One might think, however, that because we have partnered with another company to provide our baseline places data, our work is complete in building and maintaining a places database. Is that the case? Certainly not. We have a devoted, full-time team working on maintaining a high-quality and constantly evolving places database. And this blog post will discuss the key challenges in doing so because several developers and companies have reached out to us seeking insight on this topic. It’s a lengthy explanation, but I hope it provides insight on the challenges our great engineers have been working on.
1. Data Quality
While we only distribute our Factual places data through our public API, we actually consolidate from many (10+) data sources in forming our internal, canonical places database. A canonical place simply means reconstructing an authoritative place listing from the 10+ sources. For example, each source has data for the restaurant Chez Panisse in Berkeley, CA. In forming the canonical place listing, we might grab the phone number from one source and the street address for Chez Panisse from another source. (Note: we only distribute the Factual places data through our API. We do not distribute the data we collect from the other sources.)
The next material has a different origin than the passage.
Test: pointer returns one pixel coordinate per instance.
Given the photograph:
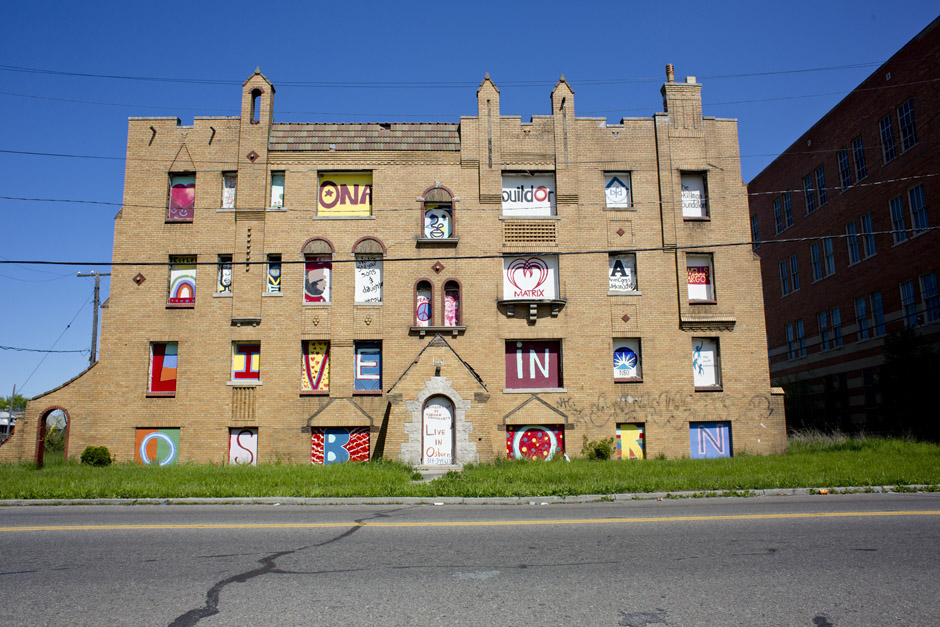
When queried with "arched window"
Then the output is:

Consolidating from multiple sources improves our breadth, depth, and quality of data, but building a canonical place has its challenges. How do you determine data quality? How do you know which data source is better than the other? One source might consistently have an accurate phone number for a business listing but lacks a street address. One might infer that a source is poor in quality if a source is missing a big percentage of attributes (e.g. phone number, address). As a result, determining source quality is difficult, and building a canonical place becomes a dynamic value that is a mathematical function of the quality of sources.
In another instance below, two maps are shown of two different neighborhoods within San Francisco: SOMA and South Beach. While these are 2 distinct neighborhoods within San Francisco, some sources state that SOMA includes South Beach and some sources show them as 2 separate neighborhoods.
2. Data Constantly Changing
Places data change all the time, and stale data must be updated. New businesses spring up, businesses shut down, businesses change their phone number, businesses move to a new location, businesses add a storefront URL, and the list goes on. But it’s not just businesses either. Zip codes continually change, neighborhood boundaries change, and more. The data is never static and must be continually refreshed to maintain data quality. On average, we are modifying and updating 2 million existing place entries per month.
3. Scale
Processing data for millions, and millions, of entries in a reasonable time is not a simple task. We have over 30 million place entries in our database, and this number is growing. No matter how much hardware you throw at this problem, it still requires a complex infrastructure for distributed processing. We use proprietary software tools for distributed processing to optimize performance. The chart below gives a sense of this constant fluctuation:
- Over 30,000,000 places in our database.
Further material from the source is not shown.